10.2 Considerations While Working on the Project
10.2.1 Variability Across Scanners
Many MRI biomarkers exhibit variability across the scanners, which may confound some analyses. For an up-to-date assessment of the issue and overview of current thinking, please see Confluence.
10.2.2 Data Quality
As with any MRI derivative, all pipeline derivatives have been included. This means that products were included regardless of their quality, and so some products may have been generated from images that are known to have poor quality—rated “red”, or incomparable. For details on the ratings and how to exclude them, see Appendix A. Additionally, extensive QC has not yet been performed on the derivatives themselves, and so there may be cases where pipelines produced atypical outputs. For an overview of planned checks, see Confluence.
10.2.3 Data Generation
These outputs were generated by the postgift_app.
All GIFT outputs rely on the MATLAB toolbox GIFT. The fALFF measures are calculated by icatb_postprocess_timecourses.m. Prior to calculating connectivities, timecourses were despiked and filtered (high-pass Butterworth filter thresholded at 0.15 Hz). Amptlitudes were calculated with frequency limits of 0.1 to 0.15 Hz. Spectra were estimated using a multi-taper (time-bandwidth: 3, K: 5 tapers).

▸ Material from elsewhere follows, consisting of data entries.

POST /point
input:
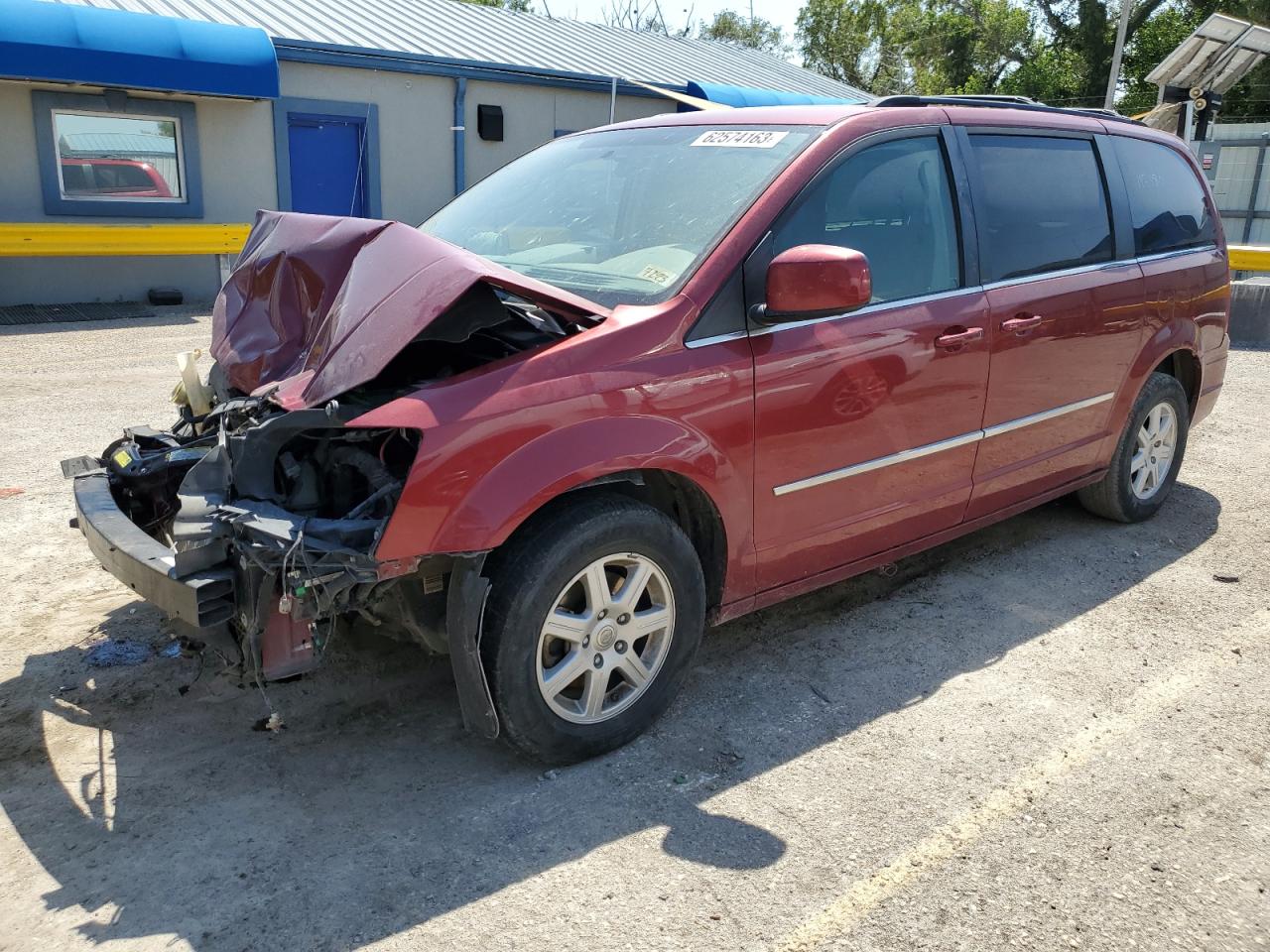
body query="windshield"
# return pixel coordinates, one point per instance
(622, 216)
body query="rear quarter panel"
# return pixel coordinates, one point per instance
(1188, 304)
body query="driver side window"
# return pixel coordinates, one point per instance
(893, 203)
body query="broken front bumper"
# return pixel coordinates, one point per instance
(202, 598)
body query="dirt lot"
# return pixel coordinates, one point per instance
(1049, 735)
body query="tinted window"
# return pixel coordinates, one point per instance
(1043, 204)
(893, 203)
(621, 216)
(1165, 198)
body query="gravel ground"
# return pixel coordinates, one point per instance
(1049, 735)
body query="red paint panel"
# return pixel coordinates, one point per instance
(846, 391)
(1089, 331)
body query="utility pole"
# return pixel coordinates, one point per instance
(1125, 8)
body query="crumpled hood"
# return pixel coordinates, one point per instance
(318, 304)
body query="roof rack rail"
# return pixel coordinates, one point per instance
(998, 102)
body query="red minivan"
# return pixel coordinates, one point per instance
(659, 375)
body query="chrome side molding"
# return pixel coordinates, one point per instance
(939, 447)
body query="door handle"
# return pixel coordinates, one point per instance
(1021, 325)
(952, 338)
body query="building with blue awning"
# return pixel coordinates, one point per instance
(128, 112)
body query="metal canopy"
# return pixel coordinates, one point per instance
(62, 44)
(1216, 55)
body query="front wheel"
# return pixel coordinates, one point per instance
(594, 615)
(1146, 461)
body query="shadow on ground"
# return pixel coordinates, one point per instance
(373, 812)
(159, 317)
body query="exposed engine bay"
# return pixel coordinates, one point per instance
(255, 518)
(285, 508)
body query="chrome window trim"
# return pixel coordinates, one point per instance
(881, 306)
(716, 339)
(1178, 252)
(1060, 273)
(873, 307)
(939, 447)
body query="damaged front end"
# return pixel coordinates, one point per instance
(255, 520)
(261, 524)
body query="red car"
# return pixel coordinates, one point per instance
(112, 178)
(663, 373)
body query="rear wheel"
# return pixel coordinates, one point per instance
(595, 612)
(1148, 456)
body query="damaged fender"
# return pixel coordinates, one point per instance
(318, 304)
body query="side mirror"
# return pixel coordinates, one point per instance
(815, 281)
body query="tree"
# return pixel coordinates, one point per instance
(756, 33)
(645, 17)
(513, 5)
(916, 46)
(858, 42)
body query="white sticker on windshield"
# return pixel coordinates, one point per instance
(657, 276)
(739, 139)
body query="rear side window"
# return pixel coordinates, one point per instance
(1165, 198)
(893, 203)
(1043, 204)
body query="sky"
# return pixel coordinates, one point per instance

The biomarkers table was calculated by this A2CPS biomarker-extractor workflow. Details of the calculations are provided in the data dictionary.
10.2.4 Citations
If you use these products in your analyses, please cite the relevant papers written by members TReNDS.
In publications or presentations including data from A2CPS, please include the following statement as attribution:
Data were provided [in part] by the A2CPS Consortium funded by the National Institutes of Health (NIH) Common Fund, which is managed by the Office of the Director (OD)/ Office of Strategic Coordination (OSC). Consortium components and their associated funding sources include Clinical Coordinating Center (U24NS112873), Data Integration and Resource Center (U54DA049110), Omics Data Generation Centers (U54DA049116, U54DA049115, U54DA049113), Multi-site Clinical Center 1 (MCC1) (UM1NS112874), and Multi-site Clinical Center 2 (MCC2) (UM1NS118922).